Patients being enrolled into DIAN-TU have mutations in the PSEN1, PSEN2 or APP genes, which frequently lead to an early-onset form of Alzheimer’s.
If born into a family in which one of these mutations is present, the chances of inheriting the mutation is 50%, and nearly all carriers develop Alzheimer’s, according to a review article by DIAN-TU director Randall Bateman. However, this form of disease represents less than 1% of all Alzheimer’s patients.
If the data are positive, trial investigators might have a case to take to the Food and Drug Administration for approval in at least the populations tested in DIAN-TU. That would be a positive turnaround for Lilly, as the pharma largely de-emphasized work on solanezumab.
“We’ve had multiple conversations with the FDA along the way,” McDade said. “The goal of these trials has always been to get therapy to these families as quickly as possible.”
Tariot, an adviser to the Washington University group, believes there is likely to be some controversy about the data even if positive. That’s because of the relatively small patient numbers in each arm, a pooled placebo group and a dose increase that happened after patients had already been on therapy.
“The risk of non-informative results is so high.”
Pierre Tariot
Director, Banner Alzheimer’s Institute

With those factors potentially confounding results, positive or negative data could be less persuasive in either case, he says. “The risk of non-informative results is so high.”

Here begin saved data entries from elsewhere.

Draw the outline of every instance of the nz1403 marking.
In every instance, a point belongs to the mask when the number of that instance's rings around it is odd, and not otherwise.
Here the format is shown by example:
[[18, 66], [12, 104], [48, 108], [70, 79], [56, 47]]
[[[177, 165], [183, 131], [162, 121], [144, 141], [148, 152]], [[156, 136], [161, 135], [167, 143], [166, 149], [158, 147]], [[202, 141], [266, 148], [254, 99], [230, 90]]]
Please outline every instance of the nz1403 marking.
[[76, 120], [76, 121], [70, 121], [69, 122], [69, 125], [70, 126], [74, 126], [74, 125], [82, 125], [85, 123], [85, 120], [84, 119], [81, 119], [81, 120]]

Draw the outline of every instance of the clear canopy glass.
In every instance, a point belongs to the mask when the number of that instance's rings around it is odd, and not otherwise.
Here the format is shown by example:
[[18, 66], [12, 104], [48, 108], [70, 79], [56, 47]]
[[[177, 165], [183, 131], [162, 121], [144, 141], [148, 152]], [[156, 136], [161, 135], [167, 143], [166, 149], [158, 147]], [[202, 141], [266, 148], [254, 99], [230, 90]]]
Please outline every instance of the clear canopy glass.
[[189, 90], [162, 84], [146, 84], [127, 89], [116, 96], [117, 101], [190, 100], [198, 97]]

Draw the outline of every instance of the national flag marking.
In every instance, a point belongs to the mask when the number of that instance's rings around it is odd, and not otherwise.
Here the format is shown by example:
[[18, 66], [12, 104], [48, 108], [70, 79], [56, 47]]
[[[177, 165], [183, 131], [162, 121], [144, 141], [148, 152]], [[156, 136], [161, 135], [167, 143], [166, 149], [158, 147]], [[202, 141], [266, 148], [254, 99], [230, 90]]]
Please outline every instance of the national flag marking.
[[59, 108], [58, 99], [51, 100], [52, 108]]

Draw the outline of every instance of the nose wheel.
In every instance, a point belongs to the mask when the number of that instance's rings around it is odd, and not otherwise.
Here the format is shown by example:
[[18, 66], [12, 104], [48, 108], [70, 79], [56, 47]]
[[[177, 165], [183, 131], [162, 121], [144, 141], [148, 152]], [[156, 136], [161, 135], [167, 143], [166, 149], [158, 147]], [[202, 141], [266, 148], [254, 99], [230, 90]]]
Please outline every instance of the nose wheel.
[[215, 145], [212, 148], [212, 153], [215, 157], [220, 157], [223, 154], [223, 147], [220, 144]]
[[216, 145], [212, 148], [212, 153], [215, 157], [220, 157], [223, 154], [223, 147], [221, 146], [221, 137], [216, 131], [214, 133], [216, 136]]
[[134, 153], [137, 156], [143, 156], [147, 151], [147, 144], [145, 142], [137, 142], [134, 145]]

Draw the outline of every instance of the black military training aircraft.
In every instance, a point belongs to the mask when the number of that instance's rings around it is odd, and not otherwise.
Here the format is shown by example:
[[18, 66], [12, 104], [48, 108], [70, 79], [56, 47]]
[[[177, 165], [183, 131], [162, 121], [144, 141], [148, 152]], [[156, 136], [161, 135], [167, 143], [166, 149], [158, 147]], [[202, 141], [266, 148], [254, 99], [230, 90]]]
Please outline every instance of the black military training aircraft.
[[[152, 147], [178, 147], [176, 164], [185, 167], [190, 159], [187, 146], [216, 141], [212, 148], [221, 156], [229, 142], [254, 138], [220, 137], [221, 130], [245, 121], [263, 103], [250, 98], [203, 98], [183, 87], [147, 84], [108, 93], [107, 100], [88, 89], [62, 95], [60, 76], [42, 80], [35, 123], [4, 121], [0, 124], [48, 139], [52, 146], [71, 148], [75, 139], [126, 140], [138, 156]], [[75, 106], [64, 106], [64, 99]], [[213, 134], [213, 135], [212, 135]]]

What about non-genetic disease?

Translating any positive findings to the larger population with sporadic disease might be a big task. Oftentimes, patients don’t get diagnosed until cognitive impairments appear, which is what troubled so many previous Alzheimer’s trials.
Still, a success for DIAN-TU might spur interest in broader screening, such as in people who have had Alzheimer’s in their family histories.
“Even at the mildest stages there would be some motivation to diagnose the pathology underlying it,” said Matthew Barrett, clinical director of the memory and aging care clinic at the University of Virginia, who receives four new memory disorder referrals a week.
Indeed, Bateman, DIAN-TU’s director, has developed a biomarker test based on the ratio of amyloid beta peptide 42 to peptide 40, which correlates to accumulation of amyloid in the brain.
UVA’s Barrett, like many in the field, isn’t optimistic that DIAN-TU will succeed. But he sees the emergence of genetic and biomarker studies as a positive for the field, because it could eventually lead to precision treatments based on a focused biological hypothesis.
He makes the comparison to cancer, where much recent work has focused on genetic profiles and biomarkers. This allows drugmakers to focus on smaller groups of patients, and as drugs show their effectiveness, they have been successful at expanding into earlier lines of treatment and wider tumor and tissue types.
“That’s not been our approach in neurodegenerative disease,” Barrett said. “When you think of a genetic causal mutation, that’s such an easy group that’s pretty homogeneous that is easy to target. Treating earlier in disease to intervene as early as possible is a good idea.”
But he adds that the accuracy of such screening will be a challenge. “I’m concerned about our ability to really select high-risk populations that would progress without intervention.”
Screening, of course, would only be an issue if DIAN-TU or related trials succeed.
With the sector largely discounting the amyloid hypothesis, the bigger problem may be that alternative approaches are still at early development stages, potentially putting disease-modifying treatments years from reaching patients.